First off, let me say I am not a hardware expert. I ask a lot of questions from people I trust and do the best I can. This is my take on that info.
It's a lot like getting a little black dress for a big event.
You could spend $500 at a boutique or find one on sale at a department store for $20. The dress from the boutique may be a classic and you could wear it for years. I have a few of those - I gained weight and can't wear them, but also can't just donate or sell them at a garage sale because I spent so much on them. So they take up space in my closet waiting for me to lose weight. The dress from the department store may be cute at first but sometimes the cheap dresses don't last - sometimes they do - but often enough they lose their shape or fall apart. Sometimes it's a great deal, sometimes not.
So what we do is find the dress that we can afford but that we know will last and will be good for a long time. We find that comprise.

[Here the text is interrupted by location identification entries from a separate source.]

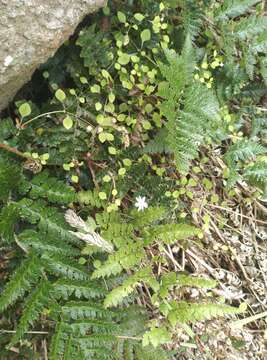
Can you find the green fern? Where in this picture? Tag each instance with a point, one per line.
(170, 233)
(184, 312)
(117, 295)
(231, 9)
(243, 150)
(22, 280)
(35, 303)
(189, 124)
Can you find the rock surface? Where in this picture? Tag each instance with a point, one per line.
(30, 32)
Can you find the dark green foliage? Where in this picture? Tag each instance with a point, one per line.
(152, 86)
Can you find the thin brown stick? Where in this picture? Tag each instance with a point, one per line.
(3, 331)
(14, 151)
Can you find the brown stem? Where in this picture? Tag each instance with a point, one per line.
(14, 151)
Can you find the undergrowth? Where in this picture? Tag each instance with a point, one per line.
(98, 185)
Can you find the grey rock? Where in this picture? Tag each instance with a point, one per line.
(30, 32)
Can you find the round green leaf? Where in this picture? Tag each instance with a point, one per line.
(68, 122)
(121, 17)
(60, 95)
(124, 59)
(25, 109)
(145, 35)
(139, 17)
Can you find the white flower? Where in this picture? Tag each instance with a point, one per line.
(8, 60)
(141, 203)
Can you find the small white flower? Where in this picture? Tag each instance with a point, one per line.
(141, 203)
(8, 60)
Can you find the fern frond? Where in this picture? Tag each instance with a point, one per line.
(35, 240)
(231, 9)
(91, 198)
(21, 281)
(126, 257)
(184, 312)
(178, 73)
(249, 27)
(158, 144)
(8, 218)
(82, 310)
(189, 280)
(64, 267)
(149, 216)
(117, 295)
(197, 119)
(170, 233)
(243, 150)
(192, 17)
(257, 172)
(82, 327)
(47, 218)
(85, 232)
(35, 303)
(59, 340)
(80, 289)
(10, 177)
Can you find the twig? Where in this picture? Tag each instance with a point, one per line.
(3, 331)
(241, 215)
(42, 115)
(171, 257)
(14, 151)
(242, 322)
(89, 164)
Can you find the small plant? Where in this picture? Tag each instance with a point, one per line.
(106, 181)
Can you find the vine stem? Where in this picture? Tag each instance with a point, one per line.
(3, 331)
(14, 151)
(42, 115)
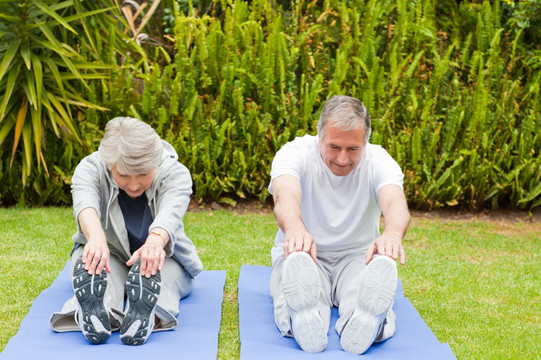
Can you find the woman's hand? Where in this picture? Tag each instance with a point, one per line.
(152, 255)
(96, 256)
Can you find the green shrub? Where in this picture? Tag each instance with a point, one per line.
(453, 90)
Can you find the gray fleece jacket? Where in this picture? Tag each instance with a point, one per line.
(168, 197)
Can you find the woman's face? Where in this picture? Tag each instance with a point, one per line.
(133, 185)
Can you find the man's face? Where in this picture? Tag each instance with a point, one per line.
(341, 150)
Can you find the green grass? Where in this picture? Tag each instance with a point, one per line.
(475, 283)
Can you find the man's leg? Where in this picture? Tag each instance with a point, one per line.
(365, 296)
(301, 306)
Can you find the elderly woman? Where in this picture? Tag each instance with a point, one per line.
(129, 199)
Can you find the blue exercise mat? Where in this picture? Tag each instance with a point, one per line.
(261, 339)
(196, 336)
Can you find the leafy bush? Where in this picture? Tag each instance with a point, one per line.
(453, 89)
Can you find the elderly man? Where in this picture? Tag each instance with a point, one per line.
(329, 193)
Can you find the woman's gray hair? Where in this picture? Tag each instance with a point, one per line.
(131, 145)
(346, 113)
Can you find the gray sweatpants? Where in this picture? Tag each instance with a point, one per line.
(176, 284)
(339, 277)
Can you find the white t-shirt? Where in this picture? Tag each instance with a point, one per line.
(340, 212)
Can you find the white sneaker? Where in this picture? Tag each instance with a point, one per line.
(375, 297)
(300, 284)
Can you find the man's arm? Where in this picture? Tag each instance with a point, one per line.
(394, 208)
(287, 194)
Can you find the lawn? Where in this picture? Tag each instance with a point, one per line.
(474, 281)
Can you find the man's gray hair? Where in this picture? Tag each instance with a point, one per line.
(346, 113)
(131, 145)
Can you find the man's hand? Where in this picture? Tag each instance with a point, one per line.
(299, 240)
(387, 245)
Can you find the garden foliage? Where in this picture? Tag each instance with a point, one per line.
(452, 87)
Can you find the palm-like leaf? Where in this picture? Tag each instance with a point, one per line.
(39, 72)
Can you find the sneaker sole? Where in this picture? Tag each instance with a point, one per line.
(90, 291)
(300, 285)
(376, 295)
(142, 296)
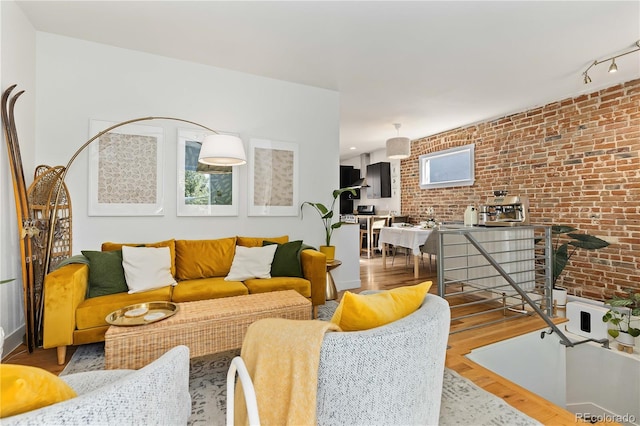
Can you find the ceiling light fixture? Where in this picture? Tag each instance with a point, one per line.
(398, 148)
(613, 67)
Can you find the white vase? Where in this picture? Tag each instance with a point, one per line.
(625, 339)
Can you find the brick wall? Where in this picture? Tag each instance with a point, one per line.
(578, 162)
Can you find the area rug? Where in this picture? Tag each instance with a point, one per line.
(463, 403)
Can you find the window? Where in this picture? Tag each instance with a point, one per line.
(451, 167)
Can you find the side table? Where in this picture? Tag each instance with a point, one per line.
(332, 292)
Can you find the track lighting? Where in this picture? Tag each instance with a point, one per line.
(613, 67)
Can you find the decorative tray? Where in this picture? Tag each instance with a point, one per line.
(142, 313)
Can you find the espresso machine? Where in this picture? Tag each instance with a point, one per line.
(504, 210)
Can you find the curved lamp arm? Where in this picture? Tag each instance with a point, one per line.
(240, 158)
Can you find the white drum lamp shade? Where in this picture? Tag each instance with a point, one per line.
(398, 148)
(222, 150)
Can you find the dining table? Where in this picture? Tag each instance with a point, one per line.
(411, 237)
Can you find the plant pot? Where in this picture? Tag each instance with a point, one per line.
(329, 251)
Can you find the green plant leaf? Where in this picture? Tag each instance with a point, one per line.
(635, 332)
(619, 302)
(588, 242)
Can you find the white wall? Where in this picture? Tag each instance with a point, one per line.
(78, 81)
(17, 66)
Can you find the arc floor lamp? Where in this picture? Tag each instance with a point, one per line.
(216, 150)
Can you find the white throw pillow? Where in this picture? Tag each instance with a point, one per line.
(147, 268)
(251, 262)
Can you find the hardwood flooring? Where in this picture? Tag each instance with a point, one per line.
(373, 276)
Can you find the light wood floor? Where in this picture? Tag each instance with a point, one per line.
(373, 276)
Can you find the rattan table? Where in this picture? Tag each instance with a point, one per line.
(206, 327)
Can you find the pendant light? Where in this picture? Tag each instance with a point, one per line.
(398, 148)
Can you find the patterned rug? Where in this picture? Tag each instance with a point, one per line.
(463, 403)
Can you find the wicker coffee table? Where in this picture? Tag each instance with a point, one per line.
(206, 327)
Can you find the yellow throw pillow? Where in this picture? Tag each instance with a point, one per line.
(24, 388)
(197, 259)
(364, 311)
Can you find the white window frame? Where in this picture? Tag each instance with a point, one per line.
(459, 161)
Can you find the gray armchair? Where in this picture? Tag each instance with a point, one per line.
(156, 394)
(387, 375)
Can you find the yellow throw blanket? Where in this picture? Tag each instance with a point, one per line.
(282, 357)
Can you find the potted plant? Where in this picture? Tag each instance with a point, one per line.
(326, 214)
(562, 254)
(623, 309)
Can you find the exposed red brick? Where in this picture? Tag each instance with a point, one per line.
(578, 161)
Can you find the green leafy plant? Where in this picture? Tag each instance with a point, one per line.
(563, 252)
(622, 320)
(326, 214)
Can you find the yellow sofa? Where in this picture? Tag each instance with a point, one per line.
(199, 267)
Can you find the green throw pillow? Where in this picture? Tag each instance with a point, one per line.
(106, 274)
(286, 262)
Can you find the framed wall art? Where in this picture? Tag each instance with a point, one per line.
(273, 178)
(203, 190)
(126, 171)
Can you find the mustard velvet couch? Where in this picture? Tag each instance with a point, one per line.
(199, 267)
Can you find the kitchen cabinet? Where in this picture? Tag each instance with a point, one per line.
(379, 180)
(348, 175)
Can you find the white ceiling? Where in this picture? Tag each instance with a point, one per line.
(429, 65)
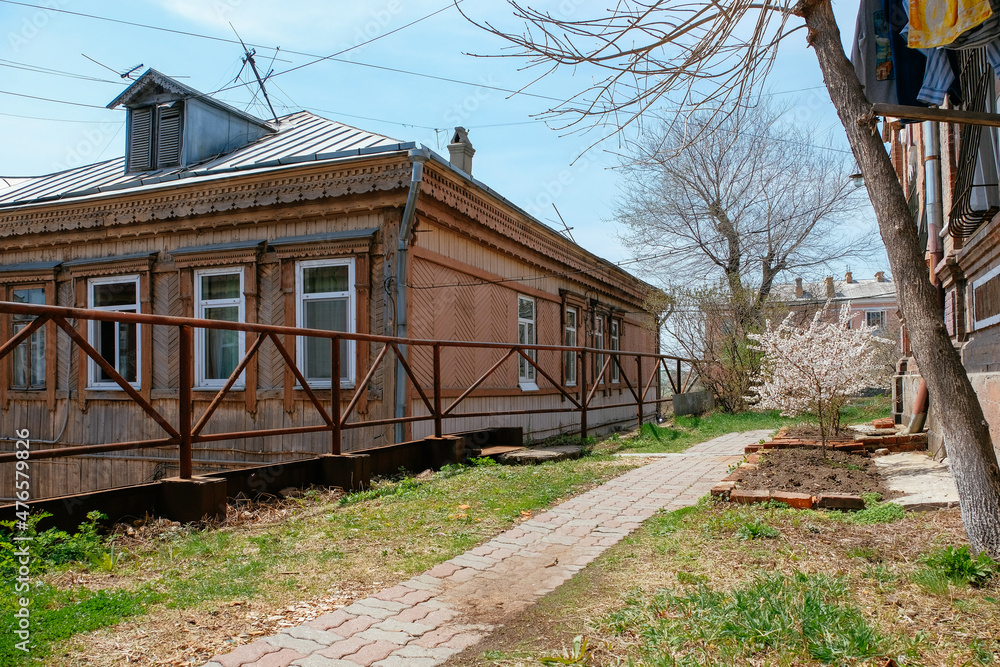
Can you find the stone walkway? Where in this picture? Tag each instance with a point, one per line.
(435, 615)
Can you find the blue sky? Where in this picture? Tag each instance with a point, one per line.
(518, 156)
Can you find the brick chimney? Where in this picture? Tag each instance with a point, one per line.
(460, 150)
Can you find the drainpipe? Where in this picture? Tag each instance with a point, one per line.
(417, 158)
(932, 195)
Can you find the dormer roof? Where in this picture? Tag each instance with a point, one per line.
(154, 87)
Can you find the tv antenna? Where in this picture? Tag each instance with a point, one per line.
(566, 231)
(127, 74)
(248, 59)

The same thing with computers. We need to find the one that is the best we can afford and that will last.
Here are some factors to consider:
- Your IT department - Do you have one? Do they really know what you do? Are they responsive when you need help?
If you have a great IT department you can trust them to get you what is best for you and what they like. Make sure they know how your software works, that having a laptop designed for gaming doesn't mean you are a gamer. If you don't have the best IT support you may need to stick to your guns about the hardware. I have heard many designers tell me that the IT person didn't believe them when they said they needed a good graphic card and got a cheapie and the designers are paying for it with crashes and slow machines. If you are your IT department then support from the manufacturer is going to be very important.
- Laptop vs Desktop - Are you going to work from home/clients/Starbucks?
A desktop computer can be upgraded and can have more power for less money. However, with the graphical nature of our programs and the work anywhere attitude people have a laptop is much more practical, even a large heavy laptop is better than a desktop and a monitor if you want to work from home or do a quick presentation at the clients.
- The brand of the other computers in your office.
If your office has a contract with Dell you may get better pricing. Or your IT person may have a good working relationship with someone.
What do you need?
The most important issue when getting a computer for designers today is getting the best graphic card you can afford. My experience is get a Nvidia GeForce Graphics Card but there are lots of them so here is a chart to figure out if the one you are getting is as good as you can afford.
The second most important is the hard drive, then getting plenty of ram to support that awesome graphic card.
Just like dresses we all have our favorite brands. I can't wear Ann Taylor because I'm just not thin enough but I know there are people out there that love her.
I don't have a favorite brand right now. It used to be Alienware when they were a boutique shop and they are still fine but then Dell bought them and if I'm going to buy a Dell - I'll just buy a Dell. Which I think is a good computer.
I wouldn't get an HP. Rumor has it they are getting out of the hardware business and my experience has been a bit like getting the dress form the department store. Sometimes they are solid other times not so much.
I like Lenovo ThinkPad and the Thinkstation but they are on the higher end of the price scale. You do get what you pay for and I have some clients that have them and are very happy.
Mac are right out. Our software doesn't really run on them. Oh well.
This is what I have right now:
Malibal P150H Lotus P150HM
Display: 15.6" 1920 x 1080 FHD LED Backlit Glossy Display
Processor: Intel® Core™ i7-2920XM, Extreme 8MB L3 Cache, 2.50-3.50GHz
Memory: (12GB) 12288MB, PC3-10660/1333MHz DDR3 - 3 SO-DIMM
Graphics Card: NVIDIA® GeForce® GTX 485M 2GB GDDR5
Hard Drive: 160GB Intel® X25-M SATA II 3Gb/s SSD2 Drive
I got this laptop in June and I haven't been happy with it because I think I got a lemon. My friend Jason at Configura loves Malibal and has over 20. I have heard others say the same thing. However, my experience with their customer service was bad. They were unprofessional and unresponsive to my problem - blaming me for my hard drive crash. I would only recommend them if you have an extremely good IT person.
Keep in mind, all of this could change in a minute because there is always something new. You are also going to want to get a new one in a couple years to keep up with all the new software that is going to come out! Trust me, it won't stop. I buy a new computer every 18 months - but that's pretty much my only business expense so you may want to budget for every 2 to 3 years.
So, have I answered the question? No, but I hope you can make a more informed decision now.